Context and thread for executing actions

I have a plugin (Vera2 UI5) that expects to have a service action of a device instance triggered by an HTTP call from an external device as follows:

http://:3480/data_request?id=action&DeviceNum=&serviceId=&action=SetPresent&newPresentValue=

No problem triggering the action. This action read/writes to local variables and also does luup.variable_set and luup.call_delay (used for a timeout check).

So my problem is that I have more than one HTTP client triggering the action for a single device instance and the two clients are asynchronous. When the actions are triggered more than, say, 2 seconds apart, everything runs just fine. When two HTTP clients trigger the same action within about 200ms of each other, I get a LuuP crash/restart.

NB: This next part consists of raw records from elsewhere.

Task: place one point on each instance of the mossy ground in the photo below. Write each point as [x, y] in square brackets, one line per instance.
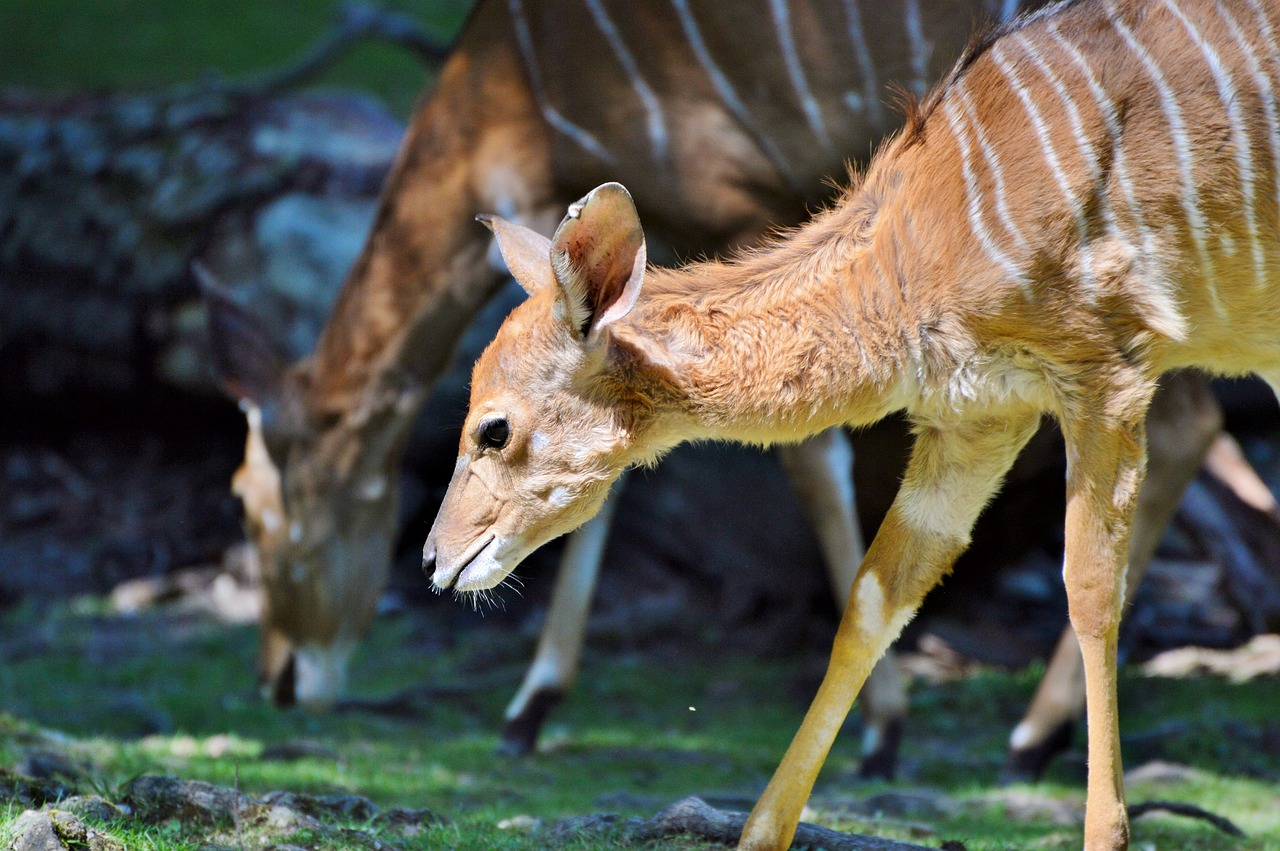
[641, 730]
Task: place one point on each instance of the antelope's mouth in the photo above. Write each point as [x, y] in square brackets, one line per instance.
[475, 570]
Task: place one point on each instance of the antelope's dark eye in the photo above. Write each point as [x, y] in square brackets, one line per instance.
[494, 434]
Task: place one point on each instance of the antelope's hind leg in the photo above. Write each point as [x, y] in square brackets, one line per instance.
[1106, 458]
[954, 470]
[1183, 422]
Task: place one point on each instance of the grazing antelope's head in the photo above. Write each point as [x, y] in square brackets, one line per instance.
[551, 428]
[320, 504]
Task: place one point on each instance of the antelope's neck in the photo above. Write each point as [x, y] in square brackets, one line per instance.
[780, 346]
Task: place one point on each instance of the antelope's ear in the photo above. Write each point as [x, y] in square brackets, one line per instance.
[245, 358]
[598, 256]
[526, 254]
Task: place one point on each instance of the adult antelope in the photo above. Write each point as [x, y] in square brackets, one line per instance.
[727, 117]
[1088, 201]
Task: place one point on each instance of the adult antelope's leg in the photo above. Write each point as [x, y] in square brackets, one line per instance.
[560, 648]
[954, 470]
[1105, 469]
[1183, 421]
[821, 474]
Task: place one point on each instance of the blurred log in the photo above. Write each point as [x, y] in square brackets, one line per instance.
[106, 198]
[1246, 541]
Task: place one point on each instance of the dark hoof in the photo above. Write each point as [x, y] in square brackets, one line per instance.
[284, 687]
[1028, 764]
[881, 764]
[520, 735]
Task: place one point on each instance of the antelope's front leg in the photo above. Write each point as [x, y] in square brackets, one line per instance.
[560, 648]
[1105, 467]
[954, 470]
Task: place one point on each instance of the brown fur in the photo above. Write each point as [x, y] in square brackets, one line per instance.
[901, 297]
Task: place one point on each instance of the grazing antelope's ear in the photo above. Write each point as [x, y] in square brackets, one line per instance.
[528, 254]
[598, 255]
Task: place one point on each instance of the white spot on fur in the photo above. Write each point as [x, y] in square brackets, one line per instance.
[880, 630]
[539, 442]
[944, 512]
[1024, 735]
[373, 488]
[270, 520]
[871, 605]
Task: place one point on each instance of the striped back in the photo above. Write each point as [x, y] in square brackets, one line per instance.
[648, 91]
[1134, 143]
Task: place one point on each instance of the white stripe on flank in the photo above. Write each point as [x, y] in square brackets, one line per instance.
[1055, 165]
[1269, 35]
[1169, 321]
[1182, 149]
[1243, 152]
[654, 120]
[726, 90]
[865, 67]
[1264, 23]
[997, 173]
[919, 50]
[974, 196]
[1073, 113]
[535, 77]
[795, 71]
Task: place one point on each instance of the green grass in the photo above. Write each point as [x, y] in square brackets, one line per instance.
[74, 45]
[625, 741]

So this raises my concerns about what thread is running and what context is running at certain times. It was my understanding (perhaps wrong!) from many messages in this forum, that each device instance (I only have 1 of these) is in it’s own Luup context (assuming that means local variable instances) and also has two threads. Don’t know why 2 threads. What is not clear is whether the HTTP parsing calls the action function or whether it “messages”, “queues” or similiar, the device to perform the action. Or worse yet, it creates a job (which I haven’t seen defined very well) that executes the action and the job has its own thread.

So, I ask:

  1. what is a luup context
  2. what are the two threads per device instance used for
  3. in what thread are the service actions of a device instance executed
  4. in what thread and context are callbacks executed (specifically call_delay, but other callbacks as well)
  5. what is a job and in what thread and context are the jobs run

Though I’m no expert, I have 30 years of experience in mutlitasking, embedded programming. I always prefer to understand the architecture of the system so I can then solve my own problems rather that bug you guys to fix them. That is why I intentionally haven’t posted code or other specifics. Having said that, I’m very happy to answer any questions and provide any code.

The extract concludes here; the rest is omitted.